It would often be extremely useful to quickly, accurately and inexpensively monitor energetic alpha particles found in ambient air. Monitoring airborne energetic alpha particles would be extremely useful because air containing alpha particles is considered to be unhealthy and a possible cause of lung cancer. While making such measurements is highly desirable and very useful, those skilled in the art realize that this is a difficult task to accomplish because of the properties of oxygen in air. Air contains oxygen, which is an electron positive gas that allows oxygen ions to quickly attract electrons to become negative ions.
Public health officials, the Environmental Protection Agency and related federal and state agencies believe that adverse health effects, including lung cancer, can be induced from the inhaling air containing contamination-emitting alpha particles. Based on this widespread belief, a direct measurement of alpha activity in the ambient air is the best approach of assessing the threat to the general public. Up until now, the general approach for assessing this serious health risk has been to measure the Radon content in air instead of the number of alpha particles in units of disintegrations per minute per liter (dpm−1) of air. Measuring alpha particles in dpm 1−1 of air is a much more important and meaningful parameter because the potential energy deposited in lung tissue can be determined from this measurement. The current commercial radon measurement technique is to collect radon in a charcoal filter that is sent to a laboratory where the gamma ray emission is counted and correlated with the equivalent number of picoCuries per liter (pCi l−1) of alpha particles in ambient air. Another procedure is to use a gamma ray counter to measure radon activity directly at the site. Such commercial procedures require placing a charcoal canister within a home or commercial building for a week, then sending the sample to a laboratory for testing and waiting for the test results. This technique suffers from a number of serious drawbacks and is considered inadequate. One significant disadvantage with this approach is that radon concentration is only proportional to potentially harmful alpha emitters in those cases where secular equilibrium of radon with its daughter products exists, or is at least a fixed fraction. In practice, this is never the case, because this equilibrium varies between 10% and 90% depending on location and time. Directly measuring the radon activity on site is a better approach but it still has the same disadvantage. Other shortcomings with the current radon concentration approach are that other natural sources of alpha particle activity such as Thorium and Uranium are not included in the radon measurements and none of the commercial measurements procedures are made in real time.
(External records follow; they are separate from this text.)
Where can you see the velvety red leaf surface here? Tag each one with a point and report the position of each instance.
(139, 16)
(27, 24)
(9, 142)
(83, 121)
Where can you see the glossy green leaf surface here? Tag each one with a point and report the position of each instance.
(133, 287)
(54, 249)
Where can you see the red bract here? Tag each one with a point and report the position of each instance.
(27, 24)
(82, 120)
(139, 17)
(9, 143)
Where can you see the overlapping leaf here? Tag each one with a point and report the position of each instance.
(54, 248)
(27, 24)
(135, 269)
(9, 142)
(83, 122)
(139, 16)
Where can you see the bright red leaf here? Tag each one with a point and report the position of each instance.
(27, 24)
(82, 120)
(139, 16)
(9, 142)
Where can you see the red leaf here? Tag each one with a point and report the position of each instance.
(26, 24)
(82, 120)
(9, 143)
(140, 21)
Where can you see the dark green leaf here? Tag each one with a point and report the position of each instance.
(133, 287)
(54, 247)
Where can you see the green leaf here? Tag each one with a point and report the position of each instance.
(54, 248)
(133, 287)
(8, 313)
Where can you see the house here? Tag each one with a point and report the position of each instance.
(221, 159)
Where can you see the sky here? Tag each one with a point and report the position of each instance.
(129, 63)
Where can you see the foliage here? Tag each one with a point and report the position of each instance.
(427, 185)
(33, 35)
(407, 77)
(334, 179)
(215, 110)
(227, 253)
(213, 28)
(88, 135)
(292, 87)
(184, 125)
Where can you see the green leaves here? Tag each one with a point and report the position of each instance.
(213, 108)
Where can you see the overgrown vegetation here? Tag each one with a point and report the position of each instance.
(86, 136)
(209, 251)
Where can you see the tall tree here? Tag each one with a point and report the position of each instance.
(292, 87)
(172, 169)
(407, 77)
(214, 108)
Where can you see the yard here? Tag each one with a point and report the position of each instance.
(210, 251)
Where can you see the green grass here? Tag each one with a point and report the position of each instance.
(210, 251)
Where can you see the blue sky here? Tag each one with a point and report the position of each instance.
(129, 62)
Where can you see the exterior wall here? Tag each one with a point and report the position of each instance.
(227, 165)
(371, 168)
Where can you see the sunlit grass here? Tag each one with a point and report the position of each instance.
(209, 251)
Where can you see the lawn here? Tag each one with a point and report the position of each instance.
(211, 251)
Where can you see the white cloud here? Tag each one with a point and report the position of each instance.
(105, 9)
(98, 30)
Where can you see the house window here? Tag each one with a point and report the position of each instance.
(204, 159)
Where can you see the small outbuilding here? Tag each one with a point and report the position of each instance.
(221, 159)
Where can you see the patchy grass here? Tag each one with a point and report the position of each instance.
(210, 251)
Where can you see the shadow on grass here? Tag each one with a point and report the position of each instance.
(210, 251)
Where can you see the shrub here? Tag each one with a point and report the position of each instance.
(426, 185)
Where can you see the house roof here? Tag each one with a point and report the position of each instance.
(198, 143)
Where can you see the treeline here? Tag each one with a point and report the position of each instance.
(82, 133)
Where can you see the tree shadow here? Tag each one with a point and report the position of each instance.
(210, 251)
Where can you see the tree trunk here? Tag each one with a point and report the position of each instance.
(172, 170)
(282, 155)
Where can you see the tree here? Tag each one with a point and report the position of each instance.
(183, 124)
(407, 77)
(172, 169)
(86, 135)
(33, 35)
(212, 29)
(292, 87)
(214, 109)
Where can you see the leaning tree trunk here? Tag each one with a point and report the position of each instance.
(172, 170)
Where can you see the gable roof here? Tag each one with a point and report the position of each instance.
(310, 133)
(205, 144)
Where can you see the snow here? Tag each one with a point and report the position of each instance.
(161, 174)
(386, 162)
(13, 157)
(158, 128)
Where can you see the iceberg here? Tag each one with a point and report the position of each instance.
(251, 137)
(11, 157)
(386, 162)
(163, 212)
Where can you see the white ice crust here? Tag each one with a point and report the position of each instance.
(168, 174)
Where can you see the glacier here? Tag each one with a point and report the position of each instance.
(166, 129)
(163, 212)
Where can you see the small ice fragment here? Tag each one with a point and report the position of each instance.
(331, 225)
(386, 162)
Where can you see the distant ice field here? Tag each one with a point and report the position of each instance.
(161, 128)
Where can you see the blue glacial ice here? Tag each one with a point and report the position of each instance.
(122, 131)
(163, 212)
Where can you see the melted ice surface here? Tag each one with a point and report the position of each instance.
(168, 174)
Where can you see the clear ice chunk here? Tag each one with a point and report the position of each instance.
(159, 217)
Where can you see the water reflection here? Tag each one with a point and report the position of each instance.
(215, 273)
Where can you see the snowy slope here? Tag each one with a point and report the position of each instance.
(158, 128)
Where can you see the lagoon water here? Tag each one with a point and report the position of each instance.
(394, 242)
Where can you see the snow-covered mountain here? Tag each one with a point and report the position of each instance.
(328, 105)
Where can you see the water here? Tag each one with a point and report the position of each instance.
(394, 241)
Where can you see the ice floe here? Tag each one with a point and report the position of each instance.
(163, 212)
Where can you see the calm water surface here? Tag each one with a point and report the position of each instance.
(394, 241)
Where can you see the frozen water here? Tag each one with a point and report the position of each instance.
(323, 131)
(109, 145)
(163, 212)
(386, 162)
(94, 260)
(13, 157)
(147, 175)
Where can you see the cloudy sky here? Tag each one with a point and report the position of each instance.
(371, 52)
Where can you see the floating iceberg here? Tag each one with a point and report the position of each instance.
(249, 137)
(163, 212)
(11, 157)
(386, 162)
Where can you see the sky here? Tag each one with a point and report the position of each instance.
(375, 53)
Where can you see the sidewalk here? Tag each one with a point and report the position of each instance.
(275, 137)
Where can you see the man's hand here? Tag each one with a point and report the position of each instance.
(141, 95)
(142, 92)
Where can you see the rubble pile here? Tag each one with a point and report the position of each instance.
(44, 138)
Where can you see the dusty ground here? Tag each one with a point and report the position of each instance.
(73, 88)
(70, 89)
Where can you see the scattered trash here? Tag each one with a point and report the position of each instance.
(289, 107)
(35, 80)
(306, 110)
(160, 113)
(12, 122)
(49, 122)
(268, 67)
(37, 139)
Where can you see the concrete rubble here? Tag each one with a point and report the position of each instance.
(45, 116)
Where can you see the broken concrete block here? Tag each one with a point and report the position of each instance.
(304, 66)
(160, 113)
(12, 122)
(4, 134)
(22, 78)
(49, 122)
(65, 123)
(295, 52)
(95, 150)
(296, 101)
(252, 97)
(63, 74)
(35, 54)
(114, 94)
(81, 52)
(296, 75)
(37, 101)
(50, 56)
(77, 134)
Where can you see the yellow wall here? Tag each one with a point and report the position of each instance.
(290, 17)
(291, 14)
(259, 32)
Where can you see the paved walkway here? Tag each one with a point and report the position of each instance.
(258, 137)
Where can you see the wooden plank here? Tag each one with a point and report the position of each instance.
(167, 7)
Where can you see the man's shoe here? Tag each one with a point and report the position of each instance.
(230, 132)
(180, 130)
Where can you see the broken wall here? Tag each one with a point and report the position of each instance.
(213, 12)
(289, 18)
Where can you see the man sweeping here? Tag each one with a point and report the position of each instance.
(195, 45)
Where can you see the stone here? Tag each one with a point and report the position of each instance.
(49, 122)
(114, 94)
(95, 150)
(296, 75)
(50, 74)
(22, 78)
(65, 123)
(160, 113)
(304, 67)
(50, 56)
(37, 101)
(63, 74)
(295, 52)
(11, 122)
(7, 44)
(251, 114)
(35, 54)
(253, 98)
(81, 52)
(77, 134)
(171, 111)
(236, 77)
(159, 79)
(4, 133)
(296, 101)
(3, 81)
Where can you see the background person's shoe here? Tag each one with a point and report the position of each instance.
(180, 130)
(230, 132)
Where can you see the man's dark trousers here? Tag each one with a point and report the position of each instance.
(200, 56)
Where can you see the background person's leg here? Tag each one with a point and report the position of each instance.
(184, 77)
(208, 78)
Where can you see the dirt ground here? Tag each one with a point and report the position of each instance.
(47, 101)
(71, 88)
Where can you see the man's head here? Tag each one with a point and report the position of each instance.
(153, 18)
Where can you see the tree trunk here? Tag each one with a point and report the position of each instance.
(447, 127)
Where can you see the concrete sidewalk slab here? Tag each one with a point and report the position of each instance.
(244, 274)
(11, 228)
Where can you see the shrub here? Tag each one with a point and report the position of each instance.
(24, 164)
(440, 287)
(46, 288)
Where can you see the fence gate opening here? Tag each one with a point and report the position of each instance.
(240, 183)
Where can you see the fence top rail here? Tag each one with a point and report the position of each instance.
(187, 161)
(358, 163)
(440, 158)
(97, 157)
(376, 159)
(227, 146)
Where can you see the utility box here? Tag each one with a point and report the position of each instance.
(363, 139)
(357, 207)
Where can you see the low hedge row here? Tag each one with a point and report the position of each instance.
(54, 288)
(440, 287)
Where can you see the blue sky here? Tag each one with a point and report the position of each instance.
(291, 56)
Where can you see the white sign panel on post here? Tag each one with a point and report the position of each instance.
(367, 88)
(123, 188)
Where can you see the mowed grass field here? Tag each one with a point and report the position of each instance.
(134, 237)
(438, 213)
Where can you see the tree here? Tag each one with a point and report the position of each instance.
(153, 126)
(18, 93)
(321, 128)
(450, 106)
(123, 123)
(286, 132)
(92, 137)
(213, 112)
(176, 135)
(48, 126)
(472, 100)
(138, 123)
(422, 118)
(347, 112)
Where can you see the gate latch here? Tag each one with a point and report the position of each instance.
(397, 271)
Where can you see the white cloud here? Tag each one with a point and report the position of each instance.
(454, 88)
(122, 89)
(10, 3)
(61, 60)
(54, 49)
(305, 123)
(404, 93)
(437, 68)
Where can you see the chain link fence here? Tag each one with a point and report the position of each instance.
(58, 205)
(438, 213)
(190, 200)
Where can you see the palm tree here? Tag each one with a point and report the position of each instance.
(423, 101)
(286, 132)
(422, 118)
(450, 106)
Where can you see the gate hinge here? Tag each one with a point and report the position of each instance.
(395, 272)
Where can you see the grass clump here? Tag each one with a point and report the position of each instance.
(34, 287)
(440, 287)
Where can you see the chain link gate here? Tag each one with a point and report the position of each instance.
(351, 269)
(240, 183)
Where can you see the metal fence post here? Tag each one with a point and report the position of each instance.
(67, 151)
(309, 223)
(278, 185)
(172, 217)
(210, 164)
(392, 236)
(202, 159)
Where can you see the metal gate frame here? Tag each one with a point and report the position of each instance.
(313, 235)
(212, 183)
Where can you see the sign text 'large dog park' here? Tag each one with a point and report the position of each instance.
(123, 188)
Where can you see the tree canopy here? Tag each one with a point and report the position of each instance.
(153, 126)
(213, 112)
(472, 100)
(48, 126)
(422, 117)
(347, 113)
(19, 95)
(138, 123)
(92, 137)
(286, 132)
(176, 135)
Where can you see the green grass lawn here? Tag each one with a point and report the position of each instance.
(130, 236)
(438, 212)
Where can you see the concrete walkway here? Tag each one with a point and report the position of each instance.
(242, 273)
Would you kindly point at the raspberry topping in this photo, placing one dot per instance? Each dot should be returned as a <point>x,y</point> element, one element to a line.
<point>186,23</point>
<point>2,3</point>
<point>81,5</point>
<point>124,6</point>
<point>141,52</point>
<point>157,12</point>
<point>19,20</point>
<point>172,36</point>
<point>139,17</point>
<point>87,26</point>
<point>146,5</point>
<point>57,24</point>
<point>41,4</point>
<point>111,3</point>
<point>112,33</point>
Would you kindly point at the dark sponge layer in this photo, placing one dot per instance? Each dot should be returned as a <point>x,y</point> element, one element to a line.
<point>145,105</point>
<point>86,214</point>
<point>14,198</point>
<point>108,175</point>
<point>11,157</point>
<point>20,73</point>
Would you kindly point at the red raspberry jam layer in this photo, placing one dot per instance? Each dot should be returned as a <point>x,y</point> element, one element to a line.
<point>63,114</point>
Thus there has been a long-felt need for a timely, accurate and inexpensive way to monitor energetic alpha particles found in ambient air. This invention provides a device to directly measure the alpha activity in ambient air with an open air ionization chamber that counts alpha pulses, and will fulfill the long-felt need for a timely, accurate and inexpensive way to monitor energetic alpha particles found in ambient air and improve the assessment of the serious public health risk, without suffering from any of the disadvantages, shortcomings and limitations of prior art devices.